Remember, lice infest clean hair as well as dirty hair, so a case of head lice is not an indication of poor hygiene. While cases are more common in children (because they are in closer proximity more often than most adults), head lice can spread to adults as well.
Causes of Dandruff
The causes of dandruff are more complex. There are several factors and conditions that can cause excessive flaking of the scalp:
- Dry skin — If you have dry skin in general, your scalp may just be one more part of the skin that is suffering.
- Seborrheic dermatitis — The most common cause of dandruff is a skin condition known as seborrheic dermatitis, which affects any part of the skin where oil glands are present. It causes redness and oily skin, which then scales and flakes off.
- Excess yeast — Malassezia is a fungus that lives on everyone’s skin and scalp, but some people’s skin produces too much. The excess yeast causes skin cells to multiply faster than normal. The excess dries and flakes off.
- Allergies — An allergy to a hair-care product can irritate and dry out the scalp. This rough, dry skin then flakes off and appears as dandruff.
Lice and Dandruff Prevention
Once you’ve successfully identified and treated lice or dandruff, you want to make sure it never comes back.
Lice is a parasitic infestation, impartial to cleanliness, ethnicity, or general health.The only way to truly prevent head lice is to avoid the insects entirely, which is difficult, since they are very difficult to see.
If you or someone in your family has head lice, you can take a few steps to prevent others from getting it:
- Isolate the infected individual until treatment is complete.
- Launder or wash any items that have been in contact with the infested hair in the past 48 hours.
- Contact schools and friends who have been with the infested person recently, to advise them to check for head lice.
The only surefire way to prevent head lice is shaving your head. The one thing head lice need is hair.

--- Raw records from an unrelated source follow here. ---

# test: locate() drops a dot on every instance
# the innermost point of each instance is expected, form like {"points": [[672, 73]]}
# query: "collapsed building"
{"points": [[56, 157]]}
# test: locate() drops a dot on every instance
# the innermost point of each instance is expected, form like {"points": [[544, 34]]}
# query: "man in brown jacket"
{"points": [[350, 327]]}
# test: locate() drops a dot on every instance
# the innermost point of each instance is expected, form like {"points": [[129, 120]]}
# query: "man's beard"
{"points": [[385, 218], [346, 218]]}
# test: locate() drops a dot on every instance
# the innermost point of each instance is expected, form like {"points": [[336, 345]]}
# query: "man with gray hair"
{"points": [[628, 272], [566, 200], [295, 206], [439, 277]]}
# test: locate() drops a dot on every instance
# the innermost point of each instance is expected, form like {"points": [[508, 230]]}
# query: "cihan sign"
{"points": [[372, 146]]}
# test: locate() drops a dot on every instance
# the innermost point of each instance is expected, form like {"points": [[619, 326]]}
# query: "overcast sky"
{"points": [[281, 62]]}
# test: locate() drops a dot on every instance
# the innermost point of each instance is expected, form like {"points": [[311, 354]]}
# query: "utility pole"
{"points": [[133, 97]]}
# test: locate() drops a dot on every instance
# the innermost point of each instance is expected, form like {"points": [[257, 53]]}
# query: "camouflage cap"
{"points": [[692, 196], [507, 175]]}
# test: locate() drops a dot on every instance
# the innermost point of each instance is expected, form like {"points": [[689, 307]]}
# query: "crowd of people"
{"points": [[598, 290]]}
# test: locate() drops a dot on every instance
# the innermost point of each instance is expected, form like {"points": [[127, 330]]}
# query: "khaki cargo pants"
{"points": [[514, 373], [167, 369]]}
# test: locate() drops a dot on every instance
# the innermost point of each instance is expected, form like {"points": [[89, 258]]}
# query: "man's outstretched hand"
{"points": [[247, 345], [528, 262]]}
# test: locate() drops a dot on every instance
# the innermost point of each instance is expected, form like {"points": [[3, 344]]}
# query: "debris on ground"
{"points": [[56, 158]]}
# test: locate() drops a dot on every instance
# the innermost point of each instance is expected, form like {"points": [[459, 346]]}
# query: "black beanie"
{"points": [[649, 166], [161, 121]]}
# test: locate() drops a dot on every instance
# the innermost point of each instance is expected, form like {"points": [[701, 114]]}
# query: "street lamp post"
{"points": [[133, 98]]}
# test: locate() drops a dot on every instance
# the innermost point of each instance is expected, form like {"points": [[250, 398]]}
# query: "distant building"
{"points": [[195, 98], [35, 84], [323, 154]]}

Some people are, unfortunately, genetically predisposed to developing dandruff. Still, there are measures that anyone can take to prevent (or at least dramatically lessen) the development of dandruff:
- Be sure to wash your hair regularly with a good (normal) shampoo. You may want to try a few options before moving to an anti-dandruff shampoo.

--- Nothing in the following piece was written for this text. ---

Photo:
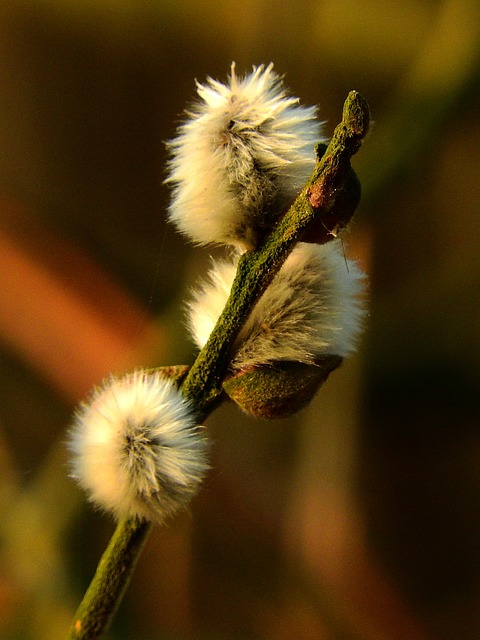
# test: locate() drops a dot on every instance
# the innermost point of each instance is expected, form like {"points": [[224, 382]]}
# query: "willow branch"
{"points": [[321, 202]]}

- Use an anti-dandruff or antifungal shampoo, as directed, to keep especially oily skin or other dermatological concerns under control.

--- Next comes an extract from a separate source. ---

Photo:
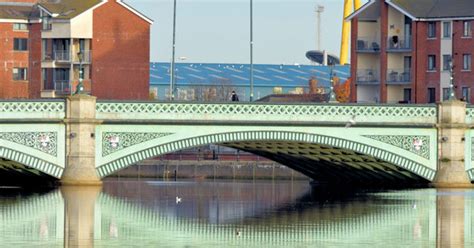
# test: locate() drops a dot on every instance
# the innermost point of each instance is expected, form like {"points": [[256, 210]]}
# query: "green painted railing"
{"points": [[265, 112], [35, 109]]}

- Avoid using chemicals on your hair/scalp that may irritate or dry your skin.
- Use a humidifier at night to avoid dry skin/scalp, especially in the winter or in dryer climates.
Lice vs. Dandruff FAQs
Our experts frequently hear a couple other crossover questions, related to both lice and dandruff.
Can you get lice if you have dandruff?
Yes, you can get lice even while you’re trying to get dandruff under control, but you are not more or less likely to get head lice if you have dandruff. Remember that while lice and dandruff look and feel very similar, lice are parasitic insects that are not partial to clean or dirty hair. They feed on human blood and are not daunted (or attracted) by dry, flaky skin.
Does dandruff shampoo, like Head and Shoulders, kill lice?
Dandruff shampoo is not effective against head lice. The active ingredients in dandruff treatments are designed to moisturize skin, break through excess oils, and combat over-production of yeasts. None of these ingredients has proven effective against killing lice.
The Difference Between Lice and Dandruff
Head lice and dandruff seem very similar in the immediate, but they’re actually quite different. A closer look at a dry, itchy scalp will quickly reveal whether you’re dealing with an infestation of parasites or a build-up of dry skin.
If you can feel crawling in addition to itching, if the white specks are hard to remove, and if friends or classmates have reported cases—you probably have head lice.
But don’t worry. Whether it’s lice or dandruff, neither is very serious, and there are a variety of treatment options available for both. Once you’ve identified the problem, you can start a treatment and find fast relief.